"To attempt to go further in the determination of the decans is not only of very little
interest but would necessarily imply ascribing to our texts an astronomical accuracy which they were never intended to have" O. Neugebauer (The Exact Sciences in Antiquity, 1957). This over pessimistic sentence was written more than four decades ago by one of the most important historians of ancient astronomy so far. Despite his merits in the field, statements like this have severely handicapped any advance in ancient Egyptian skylore specially when focused from an actual astronomical point of view. It is the intention of this work to convince scholars and the general publicthat we not only can go further but also that we must do it.
This work deals with the ancient Egyptian decans and constellations of various epochs since the Star Clocks painted inside the coffins of the 1st Intermediate period (c. 2100 BC) until the monumental "zodiacs" of the Ptolemaic temples including the marvellous representations on the ceilings of the New Kingdom tombs. We have studied these marvellous works of art interdisciplinary from the artistic, symbolic, linguistic and astronomical point of view, reaching interesting discoveries and conclusions.
For example, we propose sensible translations for most of the decans and speculate with the translation of the most difficult terms. Also, inspired by Kurt Locher's claim about the identification of Sah, we propose that originally Spd (later Spdt) was not a single star (Sirius) but rather an asterism represented in some coffins that can be easily recognized in the Heavens. Beside, we propose, following V.L. Davis that the Milky Way would have been the frontier between the northern and the southern skies of ancient Egypt, mentioned in the hieroglyphic texts, simplifying the process of identification.
We have used the Gotto Planetarium of the Science and Cosmos Museum in Tenerife and several computer programs to perform the astronomical approach to the problem. Stars and asterisms rising in ten day intervals were first selected and later the dates of their heliacal risings verified for several epochs and latitudes.
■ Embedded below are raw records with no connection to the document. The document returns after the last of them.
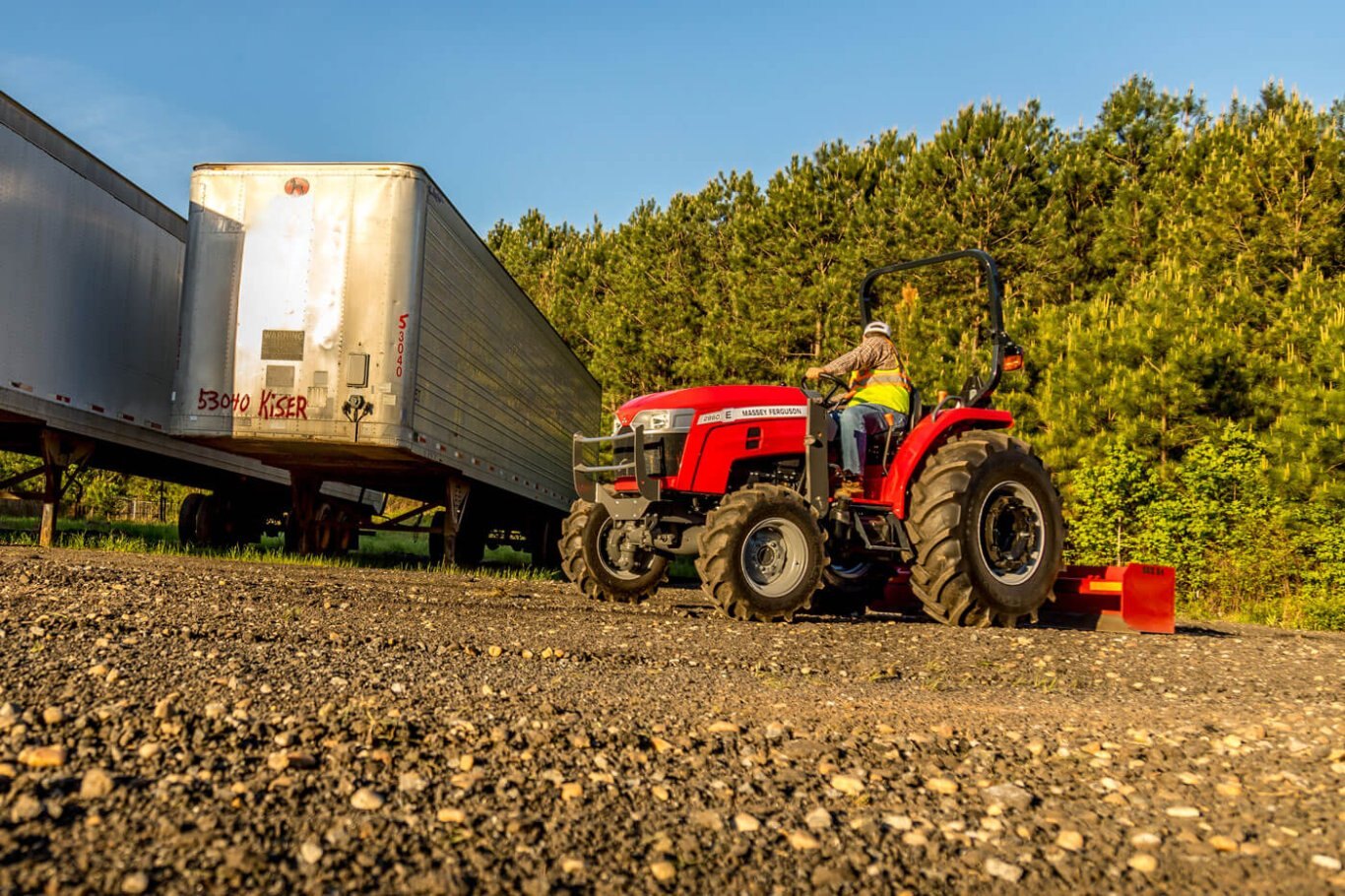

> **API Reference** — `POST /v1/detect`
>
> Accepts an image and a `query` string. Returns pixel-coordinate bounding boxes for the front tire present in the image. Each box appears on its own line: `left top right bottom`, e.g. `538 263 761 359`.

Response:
559 499 669 604
909 430 1064 627
695 483 827 621
812 557 892 616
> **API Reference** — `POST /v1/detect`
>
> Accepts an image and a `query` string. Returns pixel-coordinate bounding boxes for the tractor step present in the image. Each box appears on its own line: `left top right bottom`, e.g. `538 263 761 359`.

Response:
870 564 1177 635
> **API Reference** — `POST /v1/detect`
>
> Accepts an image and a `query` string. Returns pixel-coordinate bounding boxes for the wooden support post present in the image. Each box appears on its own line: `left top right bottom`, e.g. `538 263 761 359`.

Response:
37 429 95 547
37 463 65 547
289 474 323 557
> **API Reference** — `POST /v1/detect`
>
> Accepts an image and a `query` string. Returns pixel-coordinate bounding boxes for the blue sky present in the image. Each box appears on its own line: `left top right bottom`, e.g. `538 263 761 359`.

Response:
0 0 1345 232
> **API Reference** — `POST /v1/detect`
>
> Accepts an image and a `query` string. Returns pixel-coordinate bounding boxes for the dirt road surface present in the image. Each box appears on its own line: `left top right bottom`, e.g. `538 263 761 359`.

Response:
0 548 1345 893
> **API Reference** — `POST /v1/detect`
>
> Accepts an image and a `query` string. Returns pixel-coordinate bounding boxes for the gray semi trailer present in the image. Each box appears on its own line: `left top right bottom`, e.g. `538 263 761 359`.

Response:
0 93 339 544
169 164 600 564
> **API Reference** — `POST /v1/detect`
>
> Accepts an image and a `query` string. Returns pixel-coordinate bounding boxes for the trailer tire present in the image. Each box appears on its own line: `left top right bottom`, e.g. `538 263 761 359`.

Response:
177 491 205 547
908 429 1064 627
695 483 827 621
558 499 669 604
527 514 565 569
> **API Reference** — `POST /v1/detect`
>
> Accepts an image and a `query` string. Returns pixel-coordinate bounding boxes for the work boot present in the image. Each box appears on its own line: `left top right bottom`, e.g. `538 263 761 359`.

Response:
835 475 864 500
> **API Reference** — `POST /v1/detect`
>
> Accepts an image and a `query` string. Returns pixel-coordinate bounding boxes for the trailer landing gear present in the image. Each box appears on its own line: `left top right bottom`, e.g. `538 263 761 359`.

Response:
0 429 95 547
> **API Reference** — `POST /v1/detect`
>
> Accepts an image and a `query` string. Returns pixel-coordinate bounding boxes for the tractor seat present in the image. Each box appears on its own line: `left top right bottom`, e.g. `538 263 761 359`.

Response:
868 389 923 475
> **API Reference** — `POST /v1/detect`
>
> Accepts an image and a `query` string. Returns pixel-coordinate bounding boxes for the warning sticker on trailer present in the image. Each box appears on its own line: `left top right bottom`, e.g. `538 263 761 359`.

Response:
697 405 808 423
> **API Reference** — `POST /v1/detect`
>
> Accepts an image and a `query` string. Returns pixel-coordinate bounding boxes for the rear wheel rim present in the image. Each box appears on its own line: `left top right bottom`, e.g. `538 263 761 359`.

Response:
741 517 808 598
978 481 1047 585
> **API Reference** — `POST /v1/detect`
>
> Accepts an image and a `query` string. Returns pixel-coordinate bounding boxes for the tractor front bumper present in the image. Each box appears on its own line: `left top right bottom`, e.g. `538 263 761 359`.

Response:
572 426 672 519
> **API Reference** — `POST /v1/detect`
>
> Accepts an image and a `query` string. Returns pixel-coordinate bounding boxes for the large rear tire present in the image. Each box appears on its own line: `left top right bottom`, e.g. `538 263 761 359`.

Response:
908 429 1064 627
177 491 206 547
695 483 827 621
559 499 669 604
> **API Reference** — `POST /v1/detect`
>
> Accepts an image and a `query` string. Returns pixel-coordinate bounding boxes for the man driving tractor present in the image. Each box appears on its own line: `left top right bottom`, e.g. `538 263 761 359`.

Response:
805 320 911 498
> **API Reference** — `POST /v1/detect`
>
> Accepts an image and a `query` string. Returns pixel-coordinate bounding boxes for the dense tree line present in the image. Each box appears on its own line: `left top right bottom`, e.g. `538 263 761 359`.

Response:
488 77 1345 624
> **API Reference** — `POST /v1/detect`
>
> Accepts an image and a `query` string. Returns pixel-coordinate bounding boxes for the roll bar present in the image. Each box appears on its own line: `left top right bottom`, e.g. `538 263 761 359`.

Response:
860 249 1022 408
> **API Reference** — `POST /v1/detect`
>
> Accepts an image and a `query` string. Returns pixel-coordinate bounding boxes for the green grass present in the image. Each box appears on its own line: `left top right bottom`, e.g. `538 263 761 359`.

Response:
0 517 557 581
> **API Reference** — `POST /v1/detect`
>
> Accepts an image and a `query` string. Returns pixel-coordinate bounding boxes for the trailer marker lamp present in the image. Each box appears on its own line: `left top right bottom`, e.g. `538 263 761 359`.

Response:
631 408 695 433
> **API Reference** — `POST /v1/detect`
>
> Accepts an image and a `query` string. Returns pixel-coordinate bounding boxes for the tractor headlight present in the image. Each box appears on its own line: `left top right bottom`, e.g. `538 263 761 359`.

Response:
631 408 695 434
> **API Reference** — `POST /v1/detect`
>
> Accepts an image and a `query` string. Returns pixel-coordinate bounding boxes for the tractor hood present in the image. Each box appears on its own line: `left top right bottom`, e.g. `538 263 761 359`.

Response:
616 386 808 426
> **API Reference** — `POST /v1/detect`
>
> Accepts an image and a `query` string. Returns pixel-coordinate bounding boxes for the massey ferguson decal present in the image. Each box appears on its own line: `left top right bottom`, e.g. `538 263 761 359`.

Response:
697 405 808 423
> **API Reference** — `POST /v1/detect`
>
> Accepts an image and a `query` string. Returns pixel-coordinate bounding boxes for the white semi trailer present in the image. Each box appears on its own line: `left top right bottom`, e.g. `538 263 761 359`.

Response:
0 93 341 544
169 164 600 564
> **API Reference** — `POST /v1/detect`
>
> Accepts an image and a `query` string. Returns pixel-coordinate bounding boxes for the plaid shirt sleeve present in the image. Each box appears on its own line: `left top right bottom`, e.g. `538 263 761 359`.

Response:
822 338 890 377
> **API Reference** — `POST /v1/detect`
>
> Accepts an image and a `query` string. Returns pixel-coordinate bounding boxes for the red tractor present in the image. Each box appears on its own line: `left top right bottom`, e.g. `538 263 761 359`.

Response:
559 249 1064 625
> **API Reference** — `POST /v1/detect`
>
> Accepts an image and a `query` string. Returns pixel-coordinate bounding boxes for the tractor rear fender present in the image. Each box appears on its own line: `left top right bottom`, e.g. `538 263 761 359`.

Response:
882 408 1013 519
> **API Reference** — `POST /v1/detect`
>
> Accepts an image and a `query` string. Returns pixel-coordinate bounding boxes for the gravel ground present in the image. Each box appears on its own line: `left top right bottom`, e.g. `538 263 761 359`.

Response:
0 547 1345 893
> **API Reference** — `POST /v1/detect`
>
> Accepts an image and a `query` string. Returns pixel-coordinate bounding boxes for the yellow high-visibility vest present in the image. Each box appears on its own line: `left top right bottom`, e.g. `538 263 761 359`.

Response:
849 367 911 415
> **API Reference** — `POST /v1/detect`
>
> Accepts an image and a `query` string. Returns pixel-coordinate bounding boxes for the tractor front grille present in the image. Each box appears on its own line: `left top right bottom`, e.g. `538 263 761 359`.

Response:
612 426 686 477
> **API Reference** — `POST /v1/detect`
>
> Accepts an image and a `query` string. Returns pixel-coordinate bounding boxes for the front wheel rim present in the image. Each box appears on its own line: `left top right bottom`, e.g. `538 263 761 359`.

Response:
978 481 1047 585
596 519 653 581
741 517 808 598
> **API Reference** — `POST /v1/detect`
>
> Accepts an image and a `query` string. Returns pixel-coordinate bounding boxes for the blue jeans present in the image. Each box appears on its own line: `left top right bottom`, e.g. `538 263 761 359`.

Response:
831 403 907 477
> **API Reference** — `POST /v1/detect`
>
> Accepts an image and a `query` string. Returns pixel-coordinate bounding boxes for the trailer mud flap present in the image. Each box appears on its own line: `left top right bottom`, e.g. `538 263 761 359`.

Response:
870 564 1177 635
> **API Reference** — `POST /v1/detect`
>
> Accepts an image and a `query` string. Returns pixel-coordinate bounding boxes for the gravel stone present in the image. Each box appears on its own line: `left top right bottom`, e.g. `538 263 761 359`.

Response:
0 547 1345 895
981 785 1033 808
19 746 66 768
1125 853 1158 874
803 805 833 830
80 768 117 800
926 778 958 797
350 787 386 812
1056 830 1084 853
986 856 1022 884
121 871 150 896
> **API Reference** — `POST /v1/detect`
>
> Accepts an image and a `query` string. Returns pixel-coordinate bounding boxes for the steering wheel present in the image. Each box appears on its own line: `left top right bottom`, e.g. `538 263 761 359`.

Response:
929 394 967 419
801 372 850 411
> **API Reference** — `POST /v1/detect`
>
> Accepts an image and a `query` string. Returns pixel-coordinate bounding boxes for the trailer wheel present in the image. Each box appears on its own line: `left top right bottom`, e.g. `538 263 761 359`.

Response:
559 499 669 604
695 483 827 621
909 430 1064 627
177 491 205 547
812 557 892 616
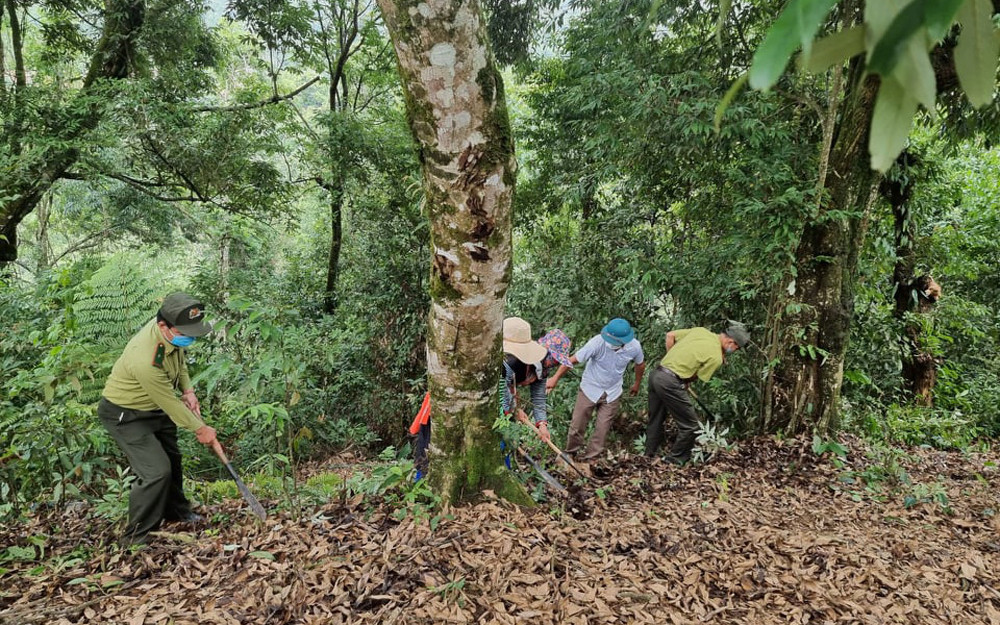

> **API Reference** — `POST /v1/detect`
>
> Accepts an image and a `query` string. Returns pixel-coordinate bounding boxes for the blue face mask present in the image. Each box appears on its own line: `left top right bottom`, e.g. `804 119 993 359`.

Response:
170 336 194 347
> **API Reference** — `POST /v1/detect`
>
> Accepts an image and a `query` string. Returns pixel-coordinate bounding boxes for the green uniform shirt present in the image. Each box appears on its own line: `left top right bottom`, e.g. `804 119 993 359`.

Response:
104 317 205 431
660 328 722 382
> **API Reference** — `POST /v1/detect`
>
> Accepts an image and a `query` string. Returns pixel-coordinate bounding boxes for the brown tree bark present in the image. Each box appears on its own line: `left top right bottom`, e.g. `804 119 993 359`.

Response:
881 151 941 406
0 0 146 266
763 45 878 434
379 0 530 503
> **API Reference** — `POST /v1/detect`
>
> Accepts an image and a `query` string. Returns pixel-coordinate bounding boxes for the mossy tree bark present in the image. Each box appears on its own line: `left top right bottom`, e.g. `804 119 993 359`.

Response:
763 47 878 434
0 0 146 266
379 0 530 503
881 150 941 406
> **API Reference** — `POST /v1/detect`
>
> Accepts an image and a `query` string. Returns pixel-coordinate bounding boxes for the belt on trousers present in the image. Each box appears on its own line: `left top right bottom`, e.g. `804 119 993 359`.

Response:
656 365 694 382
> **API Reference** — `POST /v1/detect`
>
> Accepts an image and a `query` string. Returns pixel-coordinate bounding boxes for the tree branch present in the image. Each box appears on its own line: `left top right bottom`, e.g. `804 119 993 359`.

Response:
192 76 320 113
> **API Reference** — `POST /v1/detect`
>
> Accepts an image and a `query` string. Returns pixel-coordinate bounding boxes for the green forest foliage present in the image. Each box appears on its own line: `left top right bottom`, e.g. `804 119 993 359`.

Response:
0 0 1000 516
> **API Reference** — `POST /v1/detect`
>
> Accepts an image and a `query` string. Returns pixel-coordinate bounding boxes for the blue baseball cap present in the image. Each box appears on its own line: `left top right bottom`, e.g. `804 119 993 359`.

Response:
601 318 635 347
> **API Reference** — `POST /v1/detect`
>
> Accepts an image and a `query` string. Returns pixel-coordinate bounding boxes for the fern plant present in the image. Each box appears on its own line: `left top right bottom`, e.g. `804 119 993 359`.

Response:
73 254 157 349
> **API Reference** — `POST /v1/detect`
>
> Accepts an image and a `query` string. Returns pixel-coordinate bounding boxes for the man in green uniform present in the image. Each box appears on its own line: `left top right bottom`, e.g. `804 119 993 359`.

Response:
646 324 750 464
97 292 215 544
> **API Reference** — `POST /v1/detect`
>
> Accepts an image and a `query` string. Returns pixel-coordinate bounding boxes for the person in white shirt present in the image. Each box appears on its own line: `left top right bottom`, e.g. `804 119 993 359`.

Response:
545 319 646 462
As a matter of fact, we believe that several decans can be identified with a certain degree of confidence and for others good omens can be proposed. From our results, we might even propose that Egyptian skylore, referenced for the first time in written sources in the Pyramid Texts (c. 2350), inspired the creation of the decanal system somewhere in the Middle Egypt around the year 2200 BC, perhaps during the poorly known period of rule of the Heracleopolitan dynasties.